NYTimes: Inequality and Web Search Trends

The Upshot in the New York Times has a nice article titled In One America, Guns and Diet. In the Otehr, Cameras and ‘Zoolander.’: Inequality and Web Search Trends by David Leonhardt (August 18, 2014). They combined data from Google on favorite searches by county with socio economic data to show what searches correlate with the richer and poorer areas. While few of the correlations are surprising they provide details that one wouldn’t think of. Not only are religious searches more common in poorer areas, but so are searches for “about hell” and “antichrist.” In wealthy areas by contrast they search for “holiday greetings” presumably because they are more likely to live far from family.

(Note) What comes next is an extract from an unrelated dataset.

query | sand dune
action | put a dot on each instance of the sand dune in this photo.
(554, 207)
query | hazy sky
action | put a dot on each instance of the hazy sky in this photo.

Ayway, a neat study that illustrates who the aggregation of different datasets can work.

DH 2014, Dagstuhl, and Exploiting Text

Over the last month I’ve been to a number of conferences that I have been writing conference notes on.

  • At the beginning of July I was at DH 2014 in Lausanne Switzerland where I gave a workshop with Stéfan Sinclair on Your Very Own Voyant, participated in some panels and gave a paper (also with Stéfan).
  • I was at a Dagstuhl around data science and digital humanities at the end of July. We had a fascinating conversation. I ended up in a workshop on the ethics of big data which is going to become yet something else I wish I had the time to study properly.
  • At the beginning of August I went to a workshop at Waterloo that was in honour of Frank Wm. Tompa, Exploiting Text. This workshop had speakers, including myself, who spoke to issues that Tompa was interested in from dictionaries to algorithms for text retrieval. I was often lost in the algorithm talks but it was fascinating to listen to a different view of text.

Text Analysis with Topic Models

TopicModelPlot

Fotis pointed me to this set of tutorials on Text Analysis with Topic Models for the Humanities and Social Sciences. The tutorials are built around Python, but most of it could be done with other tools. While I haven’t followed through the set of tutorials, they look like a great primer on text mining, visualization and interpretation. I particularly like how they include different datasets (British Novels, French plays …) to play with.